本指南提出了急性胰腺炎(AP)患者管理的建议。在过去的十年中,人们对该疾病的诊断、病因以及早期和晚期治疗有了新的认识和发展。由于 AP 的诊断通常是基于临床症状和实验室检测结果,因此应将胰腺的增强计算机断层扫描(CECT)和/或磁共振成像(MRI)保留给诊断不明确或临床治疗无效的患者。应在患者就诊时立即评估血流动力学状态,并根据需要开始复苏措施。如果患者存在器官衰竭和/或全身炎症反应综合征(SIRS),应尽可能将其收入重症监护病房或中间护理病房。除非存在心血管和/或肾脏合并症,否则应向所有患者提供积极的补液治疗。
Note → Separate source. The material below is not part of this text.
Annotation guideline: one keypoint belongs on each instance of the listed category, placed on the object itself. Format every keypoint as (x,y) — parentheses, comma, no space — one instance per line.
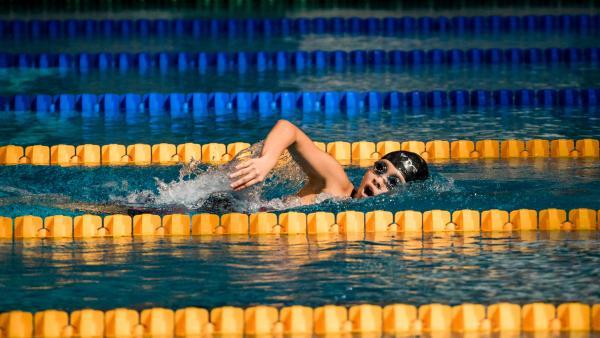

在最初的 12-24 小时内,早期积极的静脉补液最为有益,超过这个时间可能收效甚微。患有 AP 且并发急性胆管炎的患者应在入院后 24 小时内行内镜逆行胰胆管造影术(ERCP)。对于高危患者,应使用胰管支架和/或术后直肠非甾体抗炎药(NSAID)栓剂以降低严重 ERCP 后胰腺炎的风险。不建议常规预防性使用抗生素治疗重症 AP 和/或无菌性坏死患者。对于感染性坏死患者,可能需要使用能够穿透胰腺坏死组织的抗生素,以延迟干预,从而降低发病率和死亡率。在轻度 AP 中,如果没有恶心和呕吐,可立即开始口服喂养。在重症 AP 中,建议使用肠内营养以预防感染性并发症,而应避免使用肠外营养。对于无症状的胰腺和/或胰外坏死和/或假性囊肿,无论其大小、位置和/或范围如何,均无需进行干预。对于稳定的感染性坏死患者,应延迟手术、放射和/或内镜引流,最好延迟 4 周,以便坏死组织周围形成一个壁。